Money managers boosted bullish bets on cocoa traded in London to the highest in more than a year in the week ended Sept. 3, according to NYSE Liffe data. Investors held a net-long position, or a bet on higher prices, of 57,966 futures, the biggest bullish bet since Aug. 28, 2012.
Chocolate makers may have already locked in some cocoa. Hershey Co., based in Hershey, Pennsylvania, covers its commodity costs three to 24 months in advance, David Tacka, chief financial officer, said on an earnings call July 25. 1-800-Flowers.Com Inc., the Carle Place, New York-based maker of Fannie May brand chocolates, “locked in very favorable pricing on cocoa that will cover us through this fiscal year,” William E. Shea, chief financial officer, said Aug. 29.

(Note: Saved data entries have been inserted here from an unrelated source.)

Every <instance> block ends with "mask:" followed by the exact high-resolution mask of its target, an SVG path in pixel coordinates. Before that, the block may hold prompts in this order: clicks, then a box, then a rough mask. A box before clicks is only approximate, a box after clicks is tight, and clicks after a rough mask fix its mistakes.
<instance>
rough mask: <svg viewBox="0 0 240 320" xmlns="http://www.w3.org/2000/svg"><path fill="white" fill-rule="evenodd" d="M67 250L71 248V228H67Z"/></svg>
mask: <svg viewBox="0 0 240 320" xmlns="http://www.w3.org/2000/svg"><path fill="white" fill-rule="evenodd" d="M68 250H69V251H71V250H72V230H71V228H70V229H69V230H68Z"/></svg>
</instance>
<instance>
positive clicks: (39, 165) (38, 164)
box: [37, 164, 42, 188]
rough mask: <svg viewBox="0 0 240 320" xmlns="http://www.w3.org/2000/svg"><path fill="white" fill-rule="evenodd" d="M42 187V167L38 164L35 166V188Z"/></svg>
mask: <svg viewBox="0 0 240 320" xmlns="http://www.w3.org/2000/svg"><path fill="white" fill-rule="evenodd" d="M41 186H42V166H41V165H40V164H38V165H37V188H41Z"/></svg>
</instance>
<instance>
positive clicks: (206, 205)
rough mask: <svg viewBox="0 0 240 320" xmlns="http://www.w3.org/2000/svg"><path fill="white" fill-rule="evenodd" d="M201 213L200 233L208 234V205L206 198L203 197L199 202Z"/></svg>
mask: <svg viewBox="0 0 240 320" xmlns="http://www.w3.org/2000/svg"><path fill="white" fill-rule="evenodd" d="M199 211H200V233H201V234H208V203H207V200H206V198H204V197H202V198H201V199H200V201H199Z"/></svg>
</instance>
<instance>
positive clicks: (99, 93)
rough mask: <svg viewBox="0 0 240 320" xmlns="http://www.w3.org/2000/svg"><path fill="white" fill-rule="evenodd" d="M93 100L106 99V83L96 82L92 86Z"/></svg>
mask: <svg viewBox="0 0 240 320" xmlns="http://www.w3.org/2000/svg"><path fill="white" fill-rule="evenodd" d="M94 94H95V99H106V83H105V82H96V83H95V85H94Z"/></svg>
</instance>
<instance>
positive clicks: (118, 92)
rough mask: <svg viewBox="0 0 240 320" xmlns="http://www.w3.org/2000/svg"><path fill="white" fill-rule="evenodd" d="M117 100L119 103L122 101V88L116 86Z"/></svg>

While chocolate sales measured in dollars will climb 6.2 percent next year, sales volume will gain 2 percent this year and the next after growing 1.4 percent in 2011, according to Euromonitor. Volume will advance the most in the Middle East and Africa, gaining 5.8 percent next year. It’ll jump 5.4 percent in Asia Pacific, 5 percent in Latin America, and 7.5 percent in Turkey.
Consumption in the Middle East and Africa will keep expanding, as it’s now 300 grams (0.7 pound) per person per year, less than a third of the global average, Euromonitor’s Redruello said.
“People initially bought into the rally because of dry weather in West Africa, but now consumption is also looking good,” said Jerome Jourquin, head of agricultural derivatives at Aurel BGC in Paris. “Smaller crops combined with high demand is obviously good for prices.”